Pendant 4 ans, Rivers tortura le bras de Head pendant que ce dernier lui disait s’il sentait quelque chose, ou non. Le sacrifice du neurologue permit aux deux hommes de faire une découverte fondamentale : comme les sensations de chaleur et de douleur revenaient plus rapidement que certaines sensations plus subtiles, ils en déduisirent qu’il y avait deux voies de sensibilité distinctes. Une voie de sensations vagues, qu’ils baptisèrent protopathique, et une voie de sensations plus précises, qu’ils nommèrent épicritique. Pour savoir si tout le corps était capable de percevoir les deux types de stimuli, Rivers examina son collègue des pieds à la tête, et il finit par trouver chez lui une zone purement protopathique : son pénis.
Dans une pure abnégation scientifique, Henry Head accepta de se faire piquer sa virilité avec des aiguilles et de la tremper dans de l’eau brûlante pour déterminer la sensibilité de l’organe. Grâce à ces expériences, nous savons aujourd’hui pourquoi on ne peut pas lire en braille avec son pénis. Merci, M. Head !
Evan O’Neil Kane
Le 15 février 1921, alors qu’il est allongé sur une table d’opération pour se faire enlever l’appendice, le chirurgien américain Evan O’Neil Kane annonce qu’il va s’opérer lui-même. Comme il est chirurgien chef de l’hôpital, l’équipe médicale ne peut que lui obéir et le regarder mener sa petite expérience. Kane s’injecte de la cocaïne et de l’adrénaline pour s’anesthésier, puis il s’ouvre le ventre, et sectionne son appendice gonflé. Un bref moment de panique s’empare de l’assistance quand les tripes du chirurgien s’échappent, mais celui-ci les replace calmement à l’intérieur, puis termine l’opération.

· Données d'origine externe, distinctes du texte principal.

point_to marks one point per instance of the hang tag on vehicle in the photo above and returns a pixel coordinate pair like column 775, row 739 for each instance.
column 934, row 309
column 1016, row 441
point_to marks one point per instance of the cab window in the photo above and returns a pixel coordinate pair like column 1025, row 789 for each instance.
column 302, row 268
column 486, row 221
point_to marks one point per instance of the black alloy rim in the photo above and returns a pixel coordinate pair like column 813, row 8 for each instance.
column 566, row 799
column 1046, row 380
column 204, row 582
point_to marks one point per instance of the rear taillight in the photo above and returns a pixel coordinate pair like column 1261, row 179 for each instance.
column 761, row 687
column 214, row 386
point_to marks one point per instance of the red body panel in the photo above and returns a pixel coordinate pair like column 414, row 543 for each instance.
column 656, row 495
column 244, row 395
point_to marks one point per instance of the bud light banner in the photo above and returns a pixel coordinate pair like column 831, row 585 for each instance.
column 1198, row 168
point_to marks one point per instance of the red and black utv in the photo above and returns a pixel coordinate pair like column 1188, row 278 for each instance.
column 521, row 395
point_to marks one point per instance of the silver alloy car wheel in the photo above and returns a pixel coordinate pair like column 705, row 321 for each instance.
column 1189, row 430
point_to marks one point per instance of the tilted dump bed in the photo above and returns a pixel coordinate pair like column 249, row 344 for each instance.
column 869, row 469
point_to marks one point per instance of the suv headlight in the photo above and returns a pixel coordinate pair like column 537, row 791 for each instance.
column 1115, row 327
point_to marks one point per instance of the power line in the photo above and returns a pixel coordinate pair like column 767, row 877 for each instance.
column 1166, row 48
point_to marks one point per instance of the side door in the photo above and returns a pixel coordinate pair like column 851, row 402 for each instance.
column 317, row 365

14 jours plus tard, il était sur pieds, et prêt à reprendre le travail. L’affaire fit les gros titres de la presse internationale, mais Kane n’en avait pas terminé avec les plaisirs de l’auto-chirurgie. En 1932, à l’âge de 71 ans, il a besoin de se faire opérer d’une hernie inguinale. Cette opération est plus délicate qu’une simple appendicectomie, parce qu’il y a un risque de couper l’artère fémorale. Mais en bon aventurier du scalpel, Kane décide d’opérer lui-même à nouveau. Pendant l’intervention qui dura 1h45, il plaisanta avec les infirmières, et il demanda un deuxième shot d’anesthésique quand la douleur commença à se faire sentir.
Il sembla se remettre rapidement de l’opération, mais en réalité, il ne retrouva jamais toutes ses forces et il mourut trois mois plus tard d’une pneumonie. Evan O’Neil Kane reste la seule personne de l’histoire à s’être opérée d’une appendicite et d’une hernie lui-même.